That's better than last time (I hope). Last time the code didn't compile.

phil-opp commented 5 years ago

@pitust Please open an issue when you have any problems with compiling the code. You can also find the complete code for the post in the post-10 branch. This branch is automatically tested on every new nightly using different continuous integration services, so it should always compile without problems.

songzhi commented 5 years ago

If I use the 'map_physical_memory' feature,and I want to create a new level_4_page_table to be switched to when I create a new process.Do I need to map the whole physical memory in the new page table manually just like what you did in 'bootloader' crate?Actually I found that snippet of code,but I am not really sure should I type it again in my code.
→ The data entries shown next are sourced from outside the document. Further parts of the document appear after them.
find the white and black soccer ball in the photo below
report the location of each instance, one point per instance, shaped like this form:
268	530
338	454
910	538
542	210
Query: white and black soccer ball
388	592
phil-opp commented 5 years ago

@songzhi If you want that your new process also has access to the physical memory then you need to add a mapping for it in its address space. As an optimization you can link the level 3 or level 2 page table from your current address space to the new address space instead of copying them, so that both address spaces share the same level 3/level 2 table.

krsoninikhil commented 5 years ago

For anyone who is updating x86_64 crate from 0.4.0 to required 0.5.2 and getting error like try_from not being stable, you also need to update your rustc version (rustup update). After this, you'll also be required to update your code as per new version of x86_64 which will be suggested by compiler itself or you can refer this commit.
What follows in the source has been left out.